そしてマスタサーバー、スレーブサーバ共にセキュリティ向上のためにiptablesの設定を施したいのだけど、どうもうまく行かない。。。
まずマスタ側なんだけど、
iptables -A INPUT -p tcp --dport 3306 -s $LOCALNET -j ACCEPT
iptables -A INPUT -p tcp --dport 3306 -s $VPNNET -j ACCEPT
※スレーブサーバはローカルネット内と、VPNネット内にある。
マスタ側は上記の設定を反映させてもレプリケーションは問題なかった。
問題はスレーブサーバ側。。。
色々試してダメだったので、最終的に3306を無条件に開放。。。
iptables -A INPUT -p tcp --dport 3306 -j ACCEPT
これでもダメだった。あ、もちろん内部から行ったアクセスに対する外部からの返答アクセス許可はしている。

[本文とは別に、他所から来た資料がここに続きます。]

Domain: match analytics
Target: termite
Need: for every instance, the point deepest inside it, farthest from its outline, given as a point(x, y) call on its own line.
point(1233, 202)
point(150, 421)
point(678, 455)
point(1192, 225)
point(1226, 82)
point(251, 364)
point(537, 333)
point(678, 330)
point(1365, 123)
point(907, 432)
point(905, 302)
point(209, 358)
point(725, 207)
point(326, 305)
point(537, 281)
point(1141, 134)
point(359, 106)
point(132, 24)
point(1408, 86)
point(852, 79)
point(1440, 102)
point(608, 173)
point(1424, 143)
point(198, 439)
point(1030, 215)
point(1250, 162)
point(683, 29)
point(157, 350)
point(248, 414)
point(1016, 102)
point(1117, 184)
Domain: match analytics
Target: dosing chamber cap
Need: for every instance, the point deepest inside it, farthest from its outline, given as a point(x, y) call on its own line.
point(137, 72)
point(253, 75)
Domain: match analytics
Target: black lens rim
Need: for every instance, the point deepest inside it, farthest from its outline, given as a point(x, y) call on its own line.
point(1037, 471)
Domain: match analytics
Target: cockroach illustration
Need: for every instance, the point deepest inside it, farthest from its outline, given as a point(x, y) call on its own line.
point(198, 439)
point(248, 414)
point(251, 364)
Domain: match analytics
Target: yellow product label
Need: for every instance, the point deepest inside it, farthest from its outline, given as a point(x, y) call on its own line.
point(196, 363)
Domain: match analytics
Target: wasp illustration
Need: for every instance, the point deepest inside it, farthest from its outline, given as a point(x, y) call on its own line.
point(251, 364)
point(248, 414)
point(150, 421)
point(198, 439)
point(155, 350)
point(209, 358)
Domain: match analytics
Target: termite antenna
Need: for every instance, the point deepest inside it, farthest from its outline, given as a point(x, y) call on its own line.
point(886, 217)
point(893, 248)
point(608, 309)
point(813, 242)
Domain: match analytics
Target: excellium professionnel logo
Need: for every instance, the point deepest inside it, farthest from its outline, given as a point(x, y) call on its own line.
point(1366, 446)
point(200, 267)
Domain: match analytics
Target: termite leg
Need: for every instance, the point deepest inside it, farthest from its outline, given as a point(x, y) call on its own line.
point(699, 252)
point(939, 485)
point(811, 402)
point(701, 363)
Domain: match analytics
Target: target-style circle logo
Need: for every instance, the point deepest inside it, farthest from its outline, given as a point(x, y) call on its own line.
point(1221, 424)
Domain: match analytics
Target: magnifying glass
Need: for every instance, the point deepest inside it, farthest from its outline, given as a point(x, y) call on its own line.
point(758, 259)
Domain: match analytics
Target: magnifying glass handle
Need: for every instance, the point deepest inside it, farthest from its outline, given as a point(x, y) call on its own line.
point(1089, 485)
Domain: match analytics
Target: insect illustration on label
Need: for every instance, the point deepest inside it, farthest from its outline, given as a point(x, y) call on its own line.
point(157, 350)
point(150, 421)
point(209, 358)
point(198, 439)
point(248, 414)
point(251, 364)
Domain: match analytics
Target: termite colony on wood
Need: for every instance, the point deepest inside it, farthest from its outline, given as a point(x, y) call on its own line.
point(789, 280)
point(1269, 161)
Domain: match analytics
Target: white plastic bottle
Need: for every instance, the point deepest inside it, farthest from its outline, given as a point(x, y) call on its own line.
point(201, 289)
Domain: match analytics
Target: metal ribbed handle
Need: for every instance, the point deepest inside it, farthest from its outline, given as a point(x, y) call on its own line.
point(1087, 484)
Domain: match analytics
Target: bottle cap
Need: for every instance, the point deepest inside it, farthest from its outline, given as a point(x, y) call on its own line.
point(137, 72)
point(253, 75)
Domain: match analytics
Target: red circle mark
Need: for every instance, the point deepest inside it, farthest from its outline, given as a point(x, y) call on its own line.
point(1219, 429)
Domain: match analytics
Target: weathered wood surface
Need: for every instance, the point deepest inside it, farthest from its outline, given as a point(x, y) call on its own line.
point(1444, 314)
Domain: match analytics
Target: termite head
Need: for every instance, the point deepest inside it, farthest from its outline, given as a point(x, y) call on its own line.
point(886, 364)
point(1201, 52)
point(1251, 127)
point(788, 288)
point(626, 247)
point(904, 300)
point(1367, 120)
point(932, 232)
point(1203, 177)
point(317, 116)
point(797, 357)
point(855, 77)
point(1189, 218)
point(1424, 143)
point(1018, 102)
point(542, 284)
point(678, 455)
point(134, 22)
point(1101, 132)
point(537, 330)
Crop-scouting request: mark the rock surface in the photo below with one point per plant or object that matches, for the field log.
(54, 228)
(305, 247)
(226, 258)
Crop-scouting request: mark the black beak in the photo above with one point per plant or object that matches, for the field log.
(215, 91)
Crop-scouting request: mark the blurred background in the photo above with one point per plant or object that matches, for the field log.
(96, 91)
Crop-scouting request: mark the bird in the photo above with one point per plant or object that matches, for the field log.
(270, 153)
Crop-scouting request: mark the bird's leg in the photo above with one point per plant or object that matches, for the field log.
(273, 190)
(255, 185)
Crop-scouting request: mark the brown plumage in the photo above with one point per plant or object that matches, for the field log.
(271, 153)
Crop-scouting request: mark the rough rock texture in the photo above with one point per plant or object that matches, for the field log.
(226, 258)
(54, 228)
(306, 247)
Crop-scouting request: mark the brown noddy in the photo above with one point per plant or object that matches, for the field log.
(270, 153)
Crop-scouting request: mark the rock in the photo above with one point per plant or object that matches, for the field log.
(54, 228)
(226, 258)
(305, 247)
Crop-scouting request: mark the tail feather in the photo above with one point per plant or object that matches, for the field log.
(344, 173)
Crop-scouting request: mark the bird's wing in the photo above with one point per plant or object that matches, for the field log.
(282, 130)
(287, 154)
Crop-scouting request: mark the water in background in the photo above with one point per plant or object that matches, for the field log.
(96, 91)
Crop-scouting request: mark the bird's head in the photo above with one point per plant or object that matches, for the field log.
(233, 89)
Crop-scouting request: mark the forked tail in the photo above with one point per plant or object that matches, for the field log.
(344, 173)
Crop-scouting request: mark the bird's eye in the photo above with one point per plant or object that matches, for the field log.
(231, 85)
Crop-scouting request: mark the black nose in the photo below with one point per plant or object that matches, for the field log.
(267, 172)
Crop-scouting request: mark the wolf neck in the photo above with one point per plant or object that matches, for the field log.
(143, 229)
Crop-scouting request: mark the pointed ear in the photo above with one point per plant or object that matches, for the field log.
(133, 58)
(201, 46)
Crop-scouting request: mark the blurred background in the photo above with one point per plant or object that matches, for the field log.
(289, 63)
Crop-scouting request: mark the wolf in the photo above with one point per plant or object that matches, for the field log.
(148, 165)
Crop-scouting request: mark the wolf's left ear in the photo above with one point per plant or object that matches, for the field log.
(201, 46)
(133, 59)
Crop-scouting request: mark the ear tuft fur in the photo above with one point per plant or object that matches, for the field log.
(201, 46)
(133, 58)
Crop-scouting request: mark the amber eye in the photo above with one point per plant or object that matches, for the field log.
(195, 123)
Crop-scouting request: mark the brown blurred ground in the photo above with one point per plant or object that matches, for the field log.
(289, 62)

通常レプリケーションと違い、準同期レプリケーションはマスタとスレーブが相互にやり取りを行うと理解している。
大まかには以下の通り。
マスタ側:
A.バイナリログをスレーブに転送する
B.スレーブから「受け取った」サインを取得後コミット
スレーブ側:
C.レプリケーションユーザーでマスタにログイン
D.マスタからバイナリログが来たら「受け取った」サインを返してコミット
今回の現象はAの処理でスレーブのF/Wに引っかかってるように見える。
スレーブサーバの3306以外を使ってるのかなぁ?
netstat -na とか、tcpdumpとかで調べてみたけどいまいちこれといったのは分からなかった。
結局、マスタサーバーは何でも有りな定義をするとうまくいった。。。
iptables -A INPUT -s $MASTER_SERVER -j ACCEPT
こんなのでいいのか疑問だけど、iptables 停止しとくよりはマシだよね???